Capacity-building in law enforcement

Abstract

The role of police services is changing rapidly. The 1980s saw a shift towards community policing, which was contrasted with what is now called “traditional policing”. Traditional policing emphasised a rapid response to calls for service as the most effective way of dealing with criminal activity. At the time, “the solution to serious crime simply required identifying, arresting and then locking up all the bad guys”. The increasing numbers of offenders who have contact with the criminal justice system, and the resultant delays in dealing with offenders today, highlight the inadequacy of this as the primary response. Even when one offender is dealt with there is always another in the queue.

While there has been a recent move towards community policing, the global nature of many crimes today—illicit drug and people trafficking, terrorism and money laundering—makes them inappropriate to community policing and demanding of a new focus. This paper highlights the increase in the use of private security services and how that overlaps with public policing and changes its role.

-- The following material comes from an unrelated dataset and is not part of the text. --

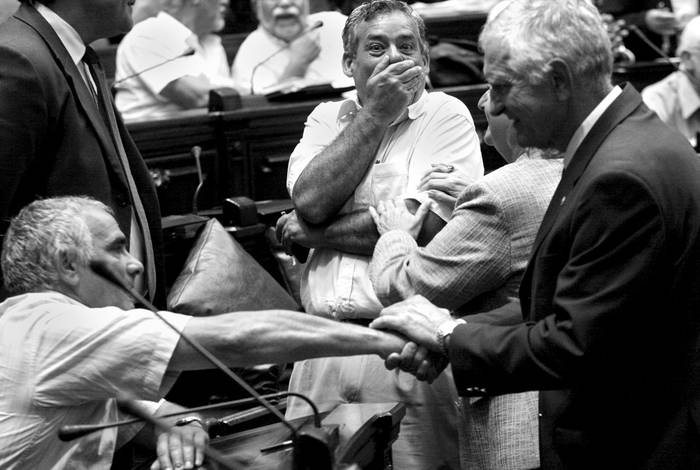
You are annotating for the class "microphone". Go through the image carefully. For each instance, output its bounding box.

This paper also refers to the lack of success in community policing. Measuring success on the basis of community satisfaction may seem somewhat nebulous. It seems that, for some police, the change towards community policing was seen as a “total rejection of their life’s work”—it is not what they were hired to do. Police are “action oriented” and it would take a great cultural shift to have them accommodate the philosophy of community policing. The paper makes the important point, however, that while community policing may have fallen out of favour, a problem-solving approach continues to be part of police strategy, but with the strategy being developed through analyses carried out at headquarters.

Professor David Bayley participated recently in an Australian Institute of Criminology roundtable seminar on capacity-building in law enforcement. This paper summarises the main themes of the seminar, in essence offering nine recommendations for crime control. These recommendations will certainly form the basis for discussion as police services pursue the essential challenge of working smarter.